Saudi Arabia will maintain an increased 20 kilometre buffer zone on its border with Iraq amid concerns about the IS militant group
Saudi Arabia has expanded a buffer zone along its northern border with Iraq, where a US-led military coalition is bombing Islamic State (IS) group militants, official media said on Tuesday.
Mohammed al-Fahimi, a spokesman for northern region border guards, said "the depth of the border has been increased by 20 kilometres (12 miles)", the Saudi Press Agency (SPA) reported.
Officers guarding the frontier "called on residents and citizens to stay away from the border areas", it added, without clarifying the previous depth of the border zone.
In early September, the kingdom inaugurated a multi-layered fence, backed by radar and other surveillance tools, along its northern borders.
The project is part of efforts to secure the kingdom's desert frontiers against infiltrators and smugglers, state media reported at the time.
Saudi Arabia shares a border of 800 kilometres with Iraq.
In July 2009 Riyadh signed a deal with European aerospace and defence contractors EADS to build a high-tech security fence along thousands of kilometres of the kingdom's borders, not only in the north.
Since September, Saudi Arabia has been part of the anti-IS coalition, which has been carrying out air strikes against the IS group in Syria. Riyadh has not, however, participated in strikes against IS in Iraq, where the militant group control large areas in the north and west.
Iraqi President Fuad Masum visited Saudi Arabia last week in a sign of warming relations after years of strain with the Sunni-dominated kingdom.
Former Iraqi Prime Minister Nouri al-Maliki said in March terrorism in Iraq “originates from Saudi Arabia”.

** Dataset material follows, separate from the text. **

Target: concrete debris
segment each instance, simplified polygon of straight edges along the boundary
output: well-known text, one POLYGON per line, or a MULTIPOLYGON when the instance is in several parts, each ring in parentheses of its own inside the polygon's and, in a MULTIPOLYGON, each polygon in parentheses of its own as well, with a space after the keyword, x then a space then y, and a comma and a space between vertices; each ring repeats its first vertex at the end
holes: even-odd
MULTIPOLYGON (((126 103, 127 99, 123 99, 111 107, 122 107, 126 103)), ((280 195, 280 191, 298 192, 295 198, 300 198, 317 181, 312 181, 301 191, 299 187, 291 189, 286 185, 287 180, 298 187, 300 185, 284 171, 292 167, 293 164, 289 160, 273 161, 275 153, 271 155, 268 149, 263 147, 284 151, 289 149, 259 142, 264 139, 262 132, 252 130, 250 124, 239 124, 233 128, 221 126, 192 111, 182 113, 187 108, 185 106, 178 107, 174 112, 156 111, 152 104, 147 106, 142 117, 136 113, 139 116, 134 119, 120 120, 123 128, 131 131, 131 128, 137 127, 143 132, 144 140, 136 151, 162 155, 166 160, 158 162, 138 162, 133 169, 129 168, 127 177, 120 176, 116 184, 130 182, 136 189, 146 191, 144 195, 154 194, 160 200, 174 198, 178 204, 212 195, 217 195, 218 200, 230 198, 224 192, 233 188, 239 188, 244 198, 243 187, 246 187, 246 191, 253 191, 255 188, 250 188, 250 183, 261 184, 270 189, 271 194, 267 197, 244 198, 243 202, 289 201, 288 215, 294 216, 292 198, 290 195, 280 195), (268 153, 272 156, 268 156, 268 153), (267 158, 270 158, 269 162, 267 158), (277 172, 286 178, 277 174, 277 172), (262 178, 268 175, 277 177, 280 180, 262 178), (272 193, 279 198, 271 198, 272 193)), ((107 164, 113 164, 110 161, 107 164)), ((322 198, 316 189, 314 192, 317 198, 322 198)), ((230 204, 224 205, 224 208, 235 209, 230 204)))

The oil-rich Gulf State has publicly stated its efforts to stem the rising tide of support for IS among Saudi citizens, including mobilising the grand mufti to say IS is “enemy number one of Islam”.
Thousands of Saudis have gone to fight in Syria since war erupted there in 2011 and in February this year authorities introduced a decree stipulating long prison sentences for anyone who leaves to take part in a foreign conflict.
While reports have suggested the number of Saudis leaving for Syria has slowed since the decree, they continue to play a prominent role in IS violence. Over a 45-day period between September and October 14 of 31 IS suicide attacks in Iraq were carried out by Saudi citizens.
Within the kingdom there has been a groundswell of support for IS, with a surge in pro-IS activity on Twitter detailed by Vocative during the summer. 95 percent of mentions on the hashtag #ABillionMuslimsForTheVictoryOfTheIsis came from Saudi Arabia, according to the news site.
Although IS are not thought to be officially operating in Saudi Arabia at the moment, the killing of several Shiite worshippers in the Eastern Province earlier this month led to activists saying the attackers were likely motivated by the group’s ideology.